Veröffentlicht: 11.06.10
Science

Schlauer Computer lernt von Video

ETH-Forscher haben ein Computerprogramm geschrieben, das zeitliche und räumliche Muster von bewegten Objekten analysieren kann und obendrein lernfähig ist. Für die Verkehrsüberwachung wäre dies eine grosse Unterstützung.

Peter Rüegg
Der Computer erkennt die räumlichen und zeitlichen Muster von Abläufen im Strassenverkehr. (Bild: D. Küttel / ETH Zürich)
Der Computer erkennt die räumlichen und zeitlichen Muster von Abläufen im Strassenverkehr. (Bild: D. Küttel / ETH Zürich) (Grossbild)

Tram Nummer zehn kreuzt die Fahrbahn, fährt eine scharfe Rechtskurve, hält vor dem Maschinenlaboratorium. Gleichzeitig kommen Autos die Universitätsstrasse hinunter gebraust, müssen anhalten, Studenten huschen über den Zebrastreifen, das Sechser-Tram in Richtung Zoo kommt ebenfalls um die Ecke. Eine solche Szene ist im Stadtzürcher Strassenverkehr typisch. Sie wiederholt sich periodisch, räumliche und zeitliche Muster lassen sich erkennen.

Für einen Menschen wäre es nicht so schwierig, diese Zusammenhänge zu verfolgen und zu analysieren, hätte er Schreibzeug und eine Stoppuhr vor sich liegen. Für einen Computer hingegen ist es eine anspruchsvolle Aufgabe, eine solche Szenerie zu erfassen, zu analysieren und sich obendrein die Muster einzuprägen.

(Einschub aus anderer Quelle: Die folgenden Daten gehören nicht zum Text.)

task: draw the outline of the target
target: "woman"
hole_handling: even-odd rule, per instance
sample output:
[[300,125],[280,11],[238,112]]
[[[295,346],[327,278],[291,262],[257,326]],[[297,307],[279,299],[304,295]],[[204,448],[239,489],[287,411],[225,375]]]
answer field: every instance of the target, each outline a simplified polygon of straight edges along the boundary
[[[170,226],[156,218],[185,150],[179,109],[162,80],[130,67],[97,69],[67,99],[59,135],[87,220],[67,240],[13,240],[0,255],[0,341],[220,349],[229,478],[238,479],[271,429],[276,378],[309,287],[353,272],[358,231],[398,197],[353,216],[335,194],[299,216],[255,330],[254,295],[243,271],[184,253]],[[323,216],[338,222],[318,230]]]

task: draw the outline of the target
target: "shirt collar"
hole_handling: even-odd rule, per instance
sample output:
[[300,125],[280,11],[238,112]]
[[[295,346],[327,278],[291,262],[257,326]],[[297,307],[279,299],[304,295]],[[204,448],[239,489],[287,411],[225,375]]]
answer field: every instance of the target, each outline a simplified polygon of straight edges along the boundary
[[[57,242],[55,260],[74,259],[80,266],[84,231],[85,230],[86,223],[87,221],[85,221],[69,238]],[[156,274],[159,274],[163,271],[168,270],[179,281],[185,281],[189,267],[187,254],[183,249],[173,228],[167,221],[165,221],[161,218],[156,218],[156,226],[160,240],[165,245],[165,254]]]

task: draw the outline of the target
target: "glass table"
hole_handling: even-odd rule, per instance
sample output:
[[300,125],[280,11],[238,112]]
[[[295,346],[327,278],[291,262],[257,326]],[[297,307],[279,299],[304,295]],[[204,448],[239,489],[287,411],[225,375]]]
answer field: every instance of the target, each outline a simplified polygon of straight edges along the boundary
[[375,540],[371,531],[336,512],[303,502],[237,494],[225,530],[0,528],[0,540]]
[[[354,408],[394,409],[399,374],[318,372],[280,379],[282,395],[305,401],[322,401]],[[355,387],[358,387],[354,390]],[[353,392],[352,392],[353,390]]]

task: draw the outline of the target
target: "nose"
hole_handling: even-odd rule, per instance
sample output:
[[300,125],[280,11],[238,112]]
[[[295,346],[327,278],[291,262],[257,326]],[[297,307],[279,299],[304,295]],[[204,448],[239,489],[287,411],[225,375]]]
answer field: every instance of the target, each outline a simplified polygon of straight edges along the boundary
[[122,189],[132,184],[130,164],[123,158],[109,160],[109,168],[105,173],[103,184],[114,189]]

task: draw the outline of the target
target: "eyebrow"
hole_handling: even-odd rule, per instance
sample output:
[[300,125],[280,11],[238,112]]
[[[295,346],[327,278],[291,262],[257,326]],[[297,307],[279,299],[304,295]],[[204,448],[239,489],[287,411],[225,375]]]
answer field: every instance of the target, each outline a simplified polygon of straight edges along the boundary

Schlauer Algorithmus lernt Muster

Die ETH-Forscher Daniel Küttel und Michael Breitenstein um die beiden Professoren Luc Van Gool und Vittorio Ferrari vom Institut für Bildverarbeitung haben nun aber einen Computercode - einen Algorithmus - entwickelt, der genau diese Aufgabe übernimmt. Die Software kann solche Strassenszenen ab Videobildern analysieren und erkennt die räumlichen und zeitlichen Muster, welche die Verkehrsteilnehmer kennzeichnen. Der Computer kann erkennen, wann welches Tram vorbei fährt, wie viele Autos auf ihrer «Spur» durchfahren und so weiter. Der Computer registriert auch Abweichungen von einer Normalsituation.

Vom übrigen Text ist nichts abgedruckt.